Something happened this weekend that touched me. I got a note from a reader looking for a recipe (well, funnily enough, it was this soup recipe) that they couldn't find on the site. I get these messages once in a while, people looking for posts that, for one reason or another, no longer exist. I lost a few while transferring my site platform and I'm slowly adding them back (it's a bit of a process since I have to start from scratch and write the recipes, take the photos, etc). Anyway, I got a message over Facebook asking if I could share this soup recipe with them. I must admit that I don't always make the effort and will often say something like "I'm sorry, but the recipe is gone." but I decided it wouldn't be that hard to write it out for her.

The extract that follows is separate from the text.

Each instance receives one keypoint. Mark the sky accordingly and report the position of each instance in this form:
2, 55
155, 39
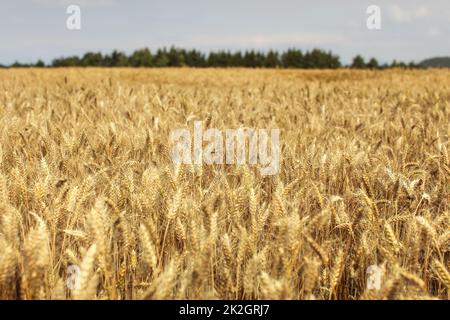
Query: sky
411, 30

A few minutes later, I received the following note: "You are AMAZING! Thanks so very much for your quick response. This is one of my favorites and exactly what I needed this weekend. I lost my grandmother this week and this is basically a hug in a bowl. Keep on cooking and sharing... you're actually touching people in ways you didn't even realize."

When I read this, I was taken aback. I hadn't expected my response to mean a whole lot, but here we have it... proof that even small gestures can have a huge impact. You never know what a smile will do to brighten up someone's day. Or how a simple compliment can boost someone's spirits. They're little things that we can all do. An important lesson as we head into a new year.

Soup was one of the first things I remember learning to cook (and I think for those interested in developing their culinary skills, it's a great place to start). The process fascinated me. Where so many meals consist of multiple elements that should work together (if done correctly), one bite of soup has to hit all the right notes. Preparing soup taught me how to properly season food. It taught me the importance of textures in a dish. And, above all else, I learned that with just a few ingredients, one can create a delicious, totally satisfying meal. 

This wild rice and mushroom soup was a staple when I was growing up, and I continue to make it throughout the winter. It's a hearty soup, but quite healthy too.  Most of the items in here are probably already in your pantry.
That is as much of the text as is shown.